O segundo discute-se assim. – Parece que a inveja não é pecado.
1. – Pois, diz Jerônimo Tenha companheiras com as quais aprenda, a que inveje e cujos ardores as estimulem: Ora, ninguém deve ser solicitado a pecar. Logo, a inveja não é pecado.
2. Demais. – A inveja é a tristeza causada pelos bens alheios, como diz Damasceno: Ora, esta às vezes é louvável; pois, diz a Escritura: quando os ímpios tomarem o governo, gemerá o povo.
3. Demais. – A inveja designa um certo zelo. Ora, há um zelo bom, conforme aquilo da Escritura: O zelo da tua casa me devorou. Logo, a inveja nem sempre é pecado.
4. Demais. – A pena se divide da culpa, por oposição. Ora, a inveja é uma pena, conforme diz Gregório. Quando a gangrena da inveja corrompeu o coração que dela se deixou vencer, o próprio exterior também indica quão gravemente a vesânia excita a alma. Pois, a coloração do rosto degenera em palidez, os olhos se abalem, o espírito se inflama, os membros esfriam, o delírio se apodera da imaginação e os dentes rangem. Logo, a inveja não é pecado.
Mas, em contrário, a Escritura: Não nos façamos cobiçosos da vanglória, provocando-nos uns aos outros, tendo inveja uns dos outros.
SOLUÇÃO. – Como já dissemos, a inveja é uma certa tristeza causada pelos bens alheios. Ora, esta tristeza pode sobrevir de quatro modos.
De um modo, quando sofremos com o bem alheio, por temermos que nos cause algum dano a nós, ou ainda a outros bens. Ora, tal tristeza não é inveja, como dissemos, e pode existir sem pecado. Por onde, diz Gregório: Costuma acontecer muitas vezes que, sem perdermos a caridade, a ruína do inimigo nos alegre, e também que, sem a culpa da inveja, a sua glória nos contriste; porque, quando ele rui, cremos que certos lerão o bem de se levantar e se se excalça, tememos não sejam muitos oprimidos injustamente.
De outro modo, podemos nos entristecer com o bem alheio, não porque outrem possua um bem, mas por estarmos nós privados dele. O que é propriamente o zelo, como diz o Filósofo E se esse zelo for concernente a bens honestos, é louvável, conforme aquilo do Apostolo: anelai aos dons espirituais. Se, porém disser respeito aos bens temporais, pode implicar ou não, o pecado.

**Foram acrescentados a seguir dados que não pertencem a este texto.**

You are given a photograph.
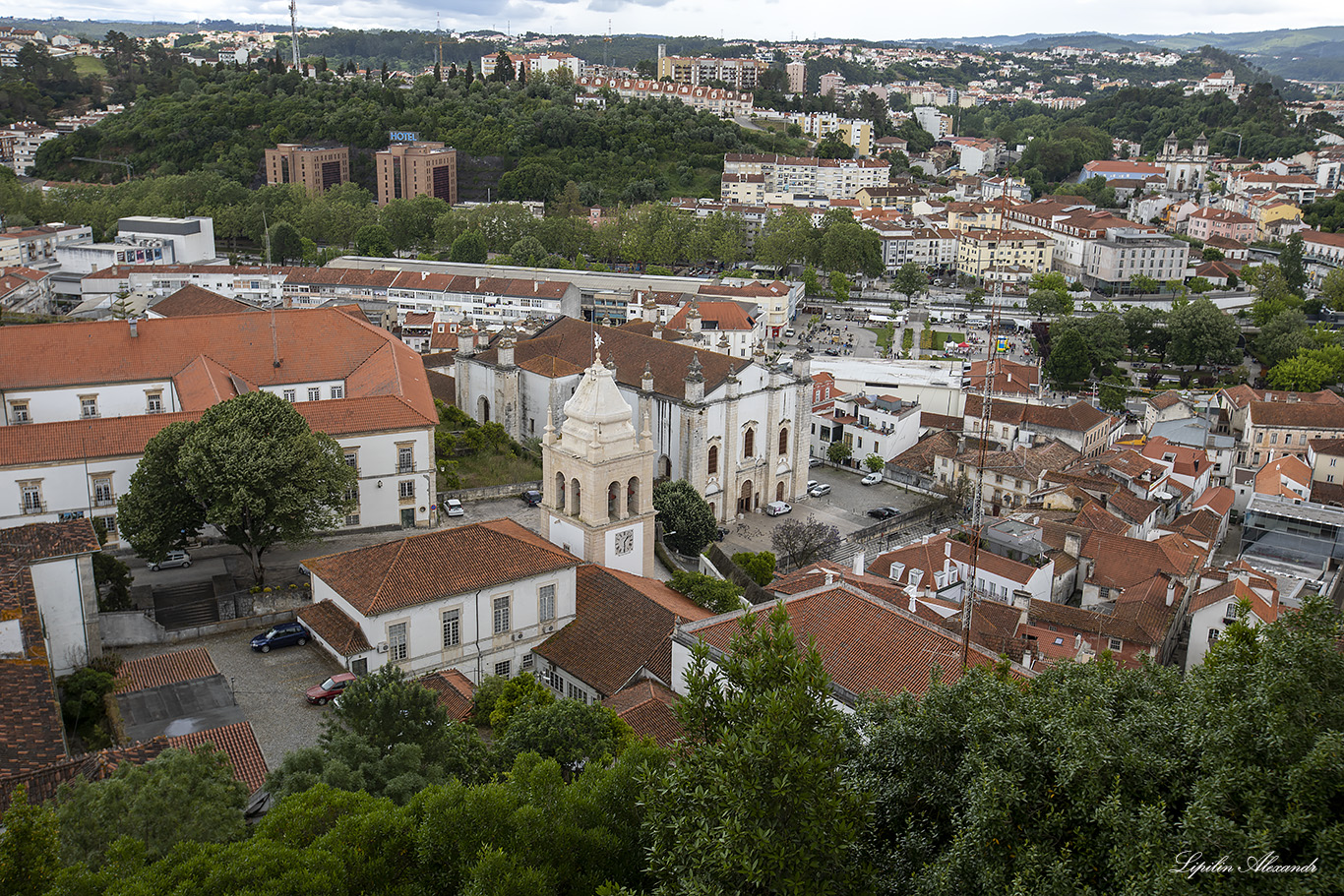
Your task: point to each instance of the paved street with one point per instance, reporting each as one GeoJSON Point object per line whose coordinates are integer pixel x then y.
{"type": "Point", "coordinates": [269, 687]}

De terceiro modo, entristecemo-nos com o bem de outrem, quando o que o obtém é indigno; e essa tristeza não pode ser produzida pelos bens honestos, ela, que nos torna justos; mas, como diz o Filósofo: é relativa às riquezas e bens semelhantes, que podem ser possuídos tanto por dignos como por indignos deles. E essa tristeza, segundo o Filósofo, se chama némese e tem por objeto os bons costumes. Mas isto ele diz, considerando os bens temporais em si mesmos, enquanto podem parecer grandes aos que não levam em conta os bens eternos. Mas, segundo a doutrina da fé, os bens temporais, que caem em partilha aos indignos, são assim dispostos pela justa ordenação de Deus, quer para a correção, quer para a danação deles. E tais bens são quase nada em comparação com os futuros, dados aos bons. Por isso, tal tristeza é proibida na Sagrada Escritura, conforme aquilo Não queiras invejar aos malignos nem invejes aos que obram iniquidades. E noutro lugar: Por pouco se não transtornaram os meus passos, porque tive zelo sobre os iníquos, vendo a paz dos pecadores.

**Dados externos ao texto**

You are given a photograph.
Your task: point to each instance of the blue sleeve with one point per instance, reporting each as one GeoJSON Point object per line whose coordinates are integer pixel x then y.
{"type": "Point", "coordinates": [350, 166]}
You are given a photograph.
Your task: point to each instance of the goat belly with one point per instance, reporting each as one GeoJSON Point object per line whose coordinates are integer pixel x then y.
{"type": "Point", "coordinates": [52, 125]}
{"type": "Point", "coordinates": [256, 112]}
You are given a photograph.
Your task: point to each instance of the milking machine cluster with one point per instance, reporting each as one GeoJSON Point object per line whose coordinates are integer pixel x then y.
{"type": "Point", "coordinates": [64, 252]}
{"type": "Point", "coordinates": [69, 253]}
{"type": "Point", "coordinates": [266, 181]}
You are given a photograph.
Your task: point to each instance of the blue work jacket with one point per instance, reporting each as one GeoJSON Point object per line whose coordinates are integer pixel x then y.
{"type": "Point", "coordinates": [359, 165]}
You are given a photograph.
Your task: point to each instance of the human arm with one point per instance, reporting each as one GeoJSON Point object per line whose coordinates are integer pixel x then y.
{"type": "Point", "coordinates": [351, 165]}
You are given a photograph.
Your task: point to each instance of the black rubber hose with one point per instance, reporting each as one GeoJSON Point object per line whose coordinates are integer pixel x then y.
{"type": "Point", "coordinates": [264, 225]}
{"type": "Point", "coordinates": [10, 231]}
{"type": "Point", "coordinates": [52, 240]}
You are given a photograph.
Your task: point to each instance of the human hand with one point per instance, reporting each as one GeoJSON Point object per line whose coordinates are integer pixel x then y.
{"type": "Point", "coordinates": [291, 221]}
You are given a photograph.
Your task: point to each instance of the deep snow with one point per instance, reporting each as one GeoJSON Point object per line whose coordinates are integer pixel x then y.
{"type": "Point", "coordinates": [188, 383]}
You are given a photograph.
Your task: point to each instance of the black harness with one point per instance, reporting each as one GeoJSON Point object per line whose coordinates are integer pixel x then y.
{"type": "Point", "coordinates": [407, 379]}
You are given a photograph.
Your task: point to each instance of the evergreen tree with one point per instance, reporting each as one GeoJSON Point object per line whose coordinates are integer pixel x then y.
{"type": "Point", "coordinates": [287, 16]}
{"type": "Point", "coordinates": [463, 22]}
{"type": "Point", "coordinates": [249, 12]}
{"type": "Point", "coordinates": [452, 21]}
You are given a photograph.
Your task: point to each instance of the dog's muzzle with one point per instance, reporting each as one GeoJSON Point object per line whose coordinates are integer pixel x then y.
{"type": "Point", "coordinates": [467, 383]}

E de quarto modo, entristecemo-nos com os bens de outrem, quando esses bens excedem aos nossos. E isto é propriamente inveja e é sempre mau, como também o reconhece o Filósofo porque nos condoemos com o que devia nos alegrar, isto é, com o bem do próximo.
DONDE A RESPOSTA À PRIMEIRA OBJEÇÃO. – No lugar citado a inveja é considerada como o zelo com que devemos nos excitar para progredir com os melhores.
RESPOSTA À SEGUNDA. – A objeção colhe quanto à tristeza causada pelos bens alheios, conforme ao primeiro modo.
RESPOSTA À TERCEIRA. – A inveja difere do zelo, como se disse. Por onde, há certo zelo que pode ser bom. Mas a inveja é sempre má.
RESPOSTA À QUARTA. – Nada impede seja um pecado também pena em razão de alguma circunstância que se lhe acrescente como já dissemos quando tratamos dos pecados.